Acte de mariage de Bertrand Toumelin L’an de grace mil sept cent trente huit le quatrième jour du mois de février ayant la publication aux prônes de nos messes paroissiales les bancs du mariage a contracté BERTRAND TOUMELIN et ANNE LE PEVEDIC les deux de cette paroisse savoir la publication des premiers bans le 19 le 26 janvier celle du troisième le second février sans aucune opposition ni empêchement civil ni canonique à connaissance je soussigné curé après avoir reçu leur mutuel consentement les ay solennellement mariés par parole du présent en présence de BERTRAND LE PEVEDIC père de l’épouse de MARIE LE CORVEC mère de l’époux majeur du 11 mars 1711 et ay ensuite célébré la messe je leur ay donné la bénédiction nuptiale selon la forme et la cérémonie observée par notre mère la sainte église et ont les dits époux et témoins déclarés ne savoir. Ainsy signer en l’original. Pierre Le Prado Curé de Crach |
Le 13 juin 1739, Bertrand et Anne ont leur premier enfant, un garçon qu’ils prénomment Philibert. Bertrand est alors meunier du moulin de Kerverch en Crac’h.

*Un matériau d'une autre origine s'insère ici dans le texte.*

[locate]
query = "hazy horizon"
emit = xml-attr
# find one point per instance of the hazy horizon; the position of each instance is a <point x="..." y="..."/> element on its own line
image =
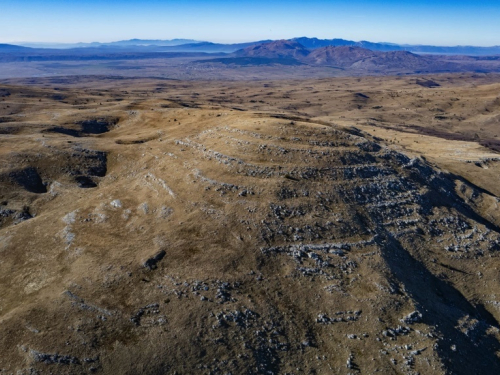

Par la suite, ils auront huit autres enfants, tous nés à Crac’h (Nouëlle née le 26 novembre 1741, Anonyme né et décédé le 10 juillet 1743, Marie Thuriane née le 5 juillet 1744, François né le 28 février 1746, Hélène Marie née le 27 février 1749, Charlotte Marie née le 4 octobre 1751, Joachim Marie née le 14 mars 1753 et Vincente née le 23 février 1755).
Le moulin de Kerverch est un moulin à vent [6] qui peut produire chaque jour 12 hectolitres de farine dont la qualité de la mouture est dite à la grosse [7] [8] .
Bertrand loue son moulin à François de Coué, seigneur de Salarun en Theix, propriétaire de la seigneurie de Kergurioné [9] . Il acquitte le loyer à la fois en argent et en nature.
- Représentation imaginaire du moulin de Kerverch - Dessin Jean-Yves Le Lan
Bertrand moud le grain des habitants situés dans un périmètre d’environ une lieue [10] autour de son moulin. Le seigneur a porté à sa connaissance le nom de tous les paysans contraints de s’y rendre. En vertu du droit de « banalité », nul ne peut moudre son grain, en conséquence, les paysans et les particuliers ayant prêté serment au seigneur de se rendre uniquement à ce moulin, ils en deviennent ainsi les usagers obligés que l’on nomme les « moutaux ».
Les paysans se rendent au moulin en portant leur blé sur leur dos. Certains empruntent des charrettes ou louent des chevaux. A la mauvaise saison, le blé arrive au moulin complètement mouillé et il faut attendre qu’il sèche pour le moudre, alors qu’au retour, les sacs de farine prennent l’humidité.
Pour son travail, Bertrand est rétribué en nature par les paysans ou les particuliers qui lui confient leur grain. Selon la Coutume de Bretagne, il est autorisé à prélever 1/16 du grain apporté, soit 6,25%, c’est le droit de « moute ». A cet effet, il utilise une écuelle spécifique dite « pince-grain » ou encore « écuelle pour percevoir le droit de moute ».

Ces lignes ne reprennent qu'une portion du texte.